Equal Employment Opportunity Commission v CollegeAmerica Denver, Inc.

Commission appealed the dismissal of their action against Denver arguing the case was not moot. The panel agreed and reversed holding Denver asserted a new theory about how a former employee was breaching a settlement agreement by giving information to Commission without telling Denver, Denver thus failed to prove it voluntarily ceased interfering with former employee’s rights, an injunction in this case would bar Denver form using its new theory in a parallel state case and whether Commission can bring suit under 29 USC 626(f)(4) should be decided by the district court in the first instance.
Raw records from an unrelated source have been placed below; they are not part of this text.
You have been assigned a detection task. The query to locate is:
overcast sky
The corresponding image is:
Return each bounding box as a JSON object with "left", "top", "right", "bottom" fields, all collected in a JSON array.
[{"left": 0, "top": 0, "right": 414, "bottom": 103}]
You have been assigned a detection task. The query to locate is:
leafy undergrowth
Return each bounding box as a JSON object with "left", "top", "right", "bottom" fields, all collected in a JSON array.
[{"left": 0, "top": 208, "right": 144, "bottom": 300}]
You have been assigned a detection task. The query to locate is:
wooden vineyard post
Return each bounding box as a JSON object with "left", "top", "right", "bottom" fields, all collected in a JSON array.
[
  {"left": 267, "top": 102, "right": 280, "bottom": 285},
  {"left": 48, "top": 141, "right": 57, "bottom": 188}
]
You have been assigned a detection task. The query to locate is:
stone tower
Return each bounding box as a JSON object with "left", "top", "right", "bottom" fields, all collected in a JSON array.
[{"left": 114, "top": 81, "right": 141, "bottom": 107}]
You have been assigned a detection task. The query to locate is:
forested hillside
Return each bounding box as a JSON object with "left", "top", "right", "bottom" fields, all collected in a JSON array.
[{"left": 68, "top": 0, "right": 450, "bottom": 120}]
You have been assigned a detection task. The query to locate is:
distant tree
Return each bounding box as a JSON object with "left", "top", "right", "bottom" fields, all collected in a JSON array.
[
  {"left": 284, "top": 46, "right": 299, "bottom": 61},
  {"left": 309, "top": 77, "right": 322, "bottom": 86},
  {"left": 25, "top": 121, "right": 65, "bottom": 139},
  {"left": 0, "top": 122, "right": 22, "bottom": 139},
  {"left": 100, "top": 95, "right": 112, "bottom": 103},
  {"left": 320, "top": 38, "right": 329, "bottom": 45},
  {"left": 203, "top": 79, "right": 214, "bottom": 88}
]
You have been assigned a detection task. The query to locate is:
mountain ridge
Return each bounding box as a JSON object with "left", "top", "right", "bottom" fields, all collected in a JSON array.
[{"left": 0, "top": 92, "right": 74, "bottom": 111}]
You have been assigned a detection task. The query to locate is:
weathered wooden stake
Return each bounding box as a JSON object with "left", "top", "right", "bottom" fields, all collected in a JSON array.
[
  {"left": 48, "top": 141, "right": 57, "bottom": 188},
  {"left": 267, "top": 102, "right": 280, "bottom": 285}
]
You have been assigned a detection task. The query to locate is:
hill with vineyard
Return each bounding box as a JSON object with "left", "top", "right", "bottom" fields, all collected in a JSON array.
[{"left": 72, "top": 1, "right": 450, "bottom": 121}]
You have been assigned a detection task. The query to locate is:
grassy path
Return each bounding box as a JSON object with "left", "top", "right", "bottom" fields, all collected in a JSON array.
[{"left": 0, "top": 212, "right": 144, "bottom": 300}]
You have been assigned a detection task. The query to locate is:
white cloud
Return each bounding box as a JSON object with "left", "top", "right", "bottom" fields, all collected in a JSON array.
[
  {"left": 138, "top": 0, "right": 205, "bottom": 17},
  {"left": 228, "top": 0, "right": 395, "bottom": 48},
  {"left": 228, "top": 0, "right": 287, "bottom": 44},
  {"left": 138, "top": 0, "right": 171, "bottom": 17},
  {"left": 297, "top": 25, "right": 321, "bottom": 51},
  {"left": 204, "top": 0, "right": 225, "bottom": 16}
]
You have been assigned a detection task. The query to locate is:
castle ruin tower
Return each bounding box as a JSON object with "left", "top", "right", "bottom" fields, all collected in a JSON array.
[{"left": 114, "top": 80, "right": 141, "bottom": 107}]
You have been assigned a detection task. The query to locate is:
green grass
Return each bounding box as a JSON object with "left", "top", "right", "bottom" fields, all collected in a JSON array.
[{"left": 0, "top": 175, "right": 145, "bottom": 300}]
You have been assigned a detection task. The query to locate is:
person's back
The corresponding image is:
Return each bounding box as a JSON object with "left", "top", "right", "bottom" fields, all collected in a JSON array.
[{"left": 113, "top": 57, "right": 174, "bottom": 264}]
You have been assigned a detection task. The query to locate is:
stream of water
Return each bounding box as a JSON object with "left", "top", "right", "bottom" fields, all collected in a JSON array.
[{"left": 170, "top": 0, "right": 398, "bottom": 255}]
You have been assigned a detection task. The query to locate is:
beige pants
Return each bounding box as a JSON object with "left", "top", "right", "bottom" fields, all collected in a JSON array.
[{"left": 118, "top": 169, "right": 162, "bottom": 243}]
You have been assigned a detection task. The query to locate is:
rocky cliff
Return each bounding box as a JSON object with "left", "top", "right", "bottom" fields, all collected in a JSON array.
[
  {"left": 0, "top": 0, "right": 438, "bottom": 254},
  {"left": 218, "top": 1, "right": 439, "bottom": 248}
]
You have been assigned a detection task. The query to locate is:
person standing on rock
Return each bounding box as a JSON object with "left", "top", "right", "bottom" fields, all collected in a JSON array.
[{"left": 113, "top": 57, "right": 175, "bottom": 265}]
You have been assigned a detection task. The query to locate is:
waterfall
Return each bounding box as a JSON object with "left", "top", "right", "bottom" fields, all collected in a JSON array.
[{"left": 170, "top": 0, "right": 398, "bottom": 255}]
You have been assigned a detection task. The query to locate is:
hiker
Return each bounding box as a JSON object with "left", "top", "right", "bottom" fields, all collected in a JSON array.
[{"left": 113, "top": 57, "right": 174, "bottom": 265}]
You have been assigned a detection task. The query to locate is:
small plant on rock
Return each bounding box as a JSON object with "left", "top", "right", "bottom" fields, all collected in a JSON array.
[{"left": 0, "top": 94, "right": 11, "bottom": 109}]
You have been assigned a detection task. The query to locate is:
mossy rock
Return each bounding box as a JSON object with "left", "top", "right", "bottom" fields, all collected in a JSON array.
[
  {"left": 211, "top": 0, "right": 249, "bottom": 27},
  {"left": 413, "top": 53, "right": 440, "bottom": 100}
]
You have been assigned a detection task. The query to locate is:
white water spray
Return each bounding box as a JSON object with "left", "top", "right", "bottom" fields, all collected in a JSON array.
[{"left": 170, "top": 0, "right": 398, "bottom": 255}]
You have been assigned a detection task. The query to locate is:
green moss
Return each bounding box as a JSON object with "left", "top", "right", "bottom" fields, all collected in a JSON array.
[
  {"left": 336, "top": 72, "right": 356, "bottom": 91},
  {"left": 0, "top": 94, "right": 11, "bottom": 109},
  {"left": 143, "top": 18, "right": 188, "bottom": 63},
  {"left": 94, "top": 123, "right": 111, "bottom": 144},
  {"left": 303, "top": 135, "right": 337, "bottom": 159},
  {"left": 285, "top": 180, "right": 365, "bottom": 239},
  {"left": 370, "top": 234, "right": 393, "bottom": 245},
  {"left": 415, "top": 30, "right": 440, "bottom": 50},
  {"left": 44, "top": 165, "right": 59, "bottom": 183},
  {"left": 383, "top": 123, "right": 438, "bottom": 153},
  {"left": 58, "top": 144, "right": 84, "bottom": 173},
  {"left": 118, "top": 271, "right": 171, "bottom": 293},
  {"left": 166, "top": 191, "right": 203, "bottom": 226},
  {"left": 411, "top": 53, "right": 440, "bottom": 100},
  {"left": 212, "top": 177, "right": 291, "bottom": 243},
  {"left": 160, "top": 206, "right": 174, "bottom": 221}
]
Pueblo of Pojoaque v State of New Mexico

Pueblo appealed the dismissal of its claim for declaratory and injunctive relief arguing New Mexico is preempted from interfering with gambling activities on Pueblo land by denying licenses to do business with non-Indian gambling establishments to vendors doing business with Pueblo. The panel, 2-1, affirmed. The majority held that the special preemption analysis for Indian tribes which has been used in the taxation context did not apply here as the actions of New Mexico were aimed at vendor operations off Pueblo land and the indirect effects on Pueblo were insufficient to trigger the special balancing test. It held the dissent’s reliance on the Ramah Navajo circuit precedent was inapposite as that case relied on traditional notions of a compressive and pervasive scheme. It held the Indian Gaming Regulatory Act does not explicitly preempt New Mexico’s regulation of offsite vendor activity and the Act does not implicitly preempt as the Act does not fully occupy the field and there is no requirement for a license for vendors to do business with Pueblo and thus no conflict preemption. Bacharach dissented arguing the case should be remanded for analysis under the stricter balancing preemption test because that test applies under the Ramah Navajo case and United States Supreme Court precedent on state regulation of tribal activities on tribal land and New Mexico’s actions against the vendors has more than a truly minimal effect on Pueblo.

Western Watersheds Project v Michael

Project and two other advocacy groups appealed the dismissal of their First Amendment challenge to Wyoming statutes limiting gathering of natural resource data and setting penalties for violations. The panel reversed and remanded. It held that provisions in question limit gathering of information about resources while on public land, these limits regulate protected creation of speech, the creation of protected speech is itself protected by the first Amendment under United States Supreme court precedent and taking photographs of animals or recording observations of water conditions are similar to recording police interactions which has been held to be protected activity and the activities here are aimed at furthering public debate about natural resources and environmental issues and thus the district court ruling the activities here are unprotected must be reversed. The case was remanded for further proceedings.

Qiu v Sessions

Qiu sought review of the immigration appeals board denial of her motion to reopen her asylum application. The panel reversed holding the board abused its discretion as its decision lacked any factual or legal support given it declared there was no increase in persecution of Christians in China despite evidence from Qiu’s mother and the State Department there has been an increase, erred in finding increased persecution irrelevant as this would result in the absurd result in allowing frivolous claims to be reopened while preventing viable claims to say closed, erred in concluding increased persecution is not a material change in country conditions for purposes of reopening, erred in finding a statement submitted to be unsworn when it was sworn to, and erred in adopting a blanket rule of assigning little to no weight to evidence created after the initial filing or not submitted in the form of a sworn affidavit.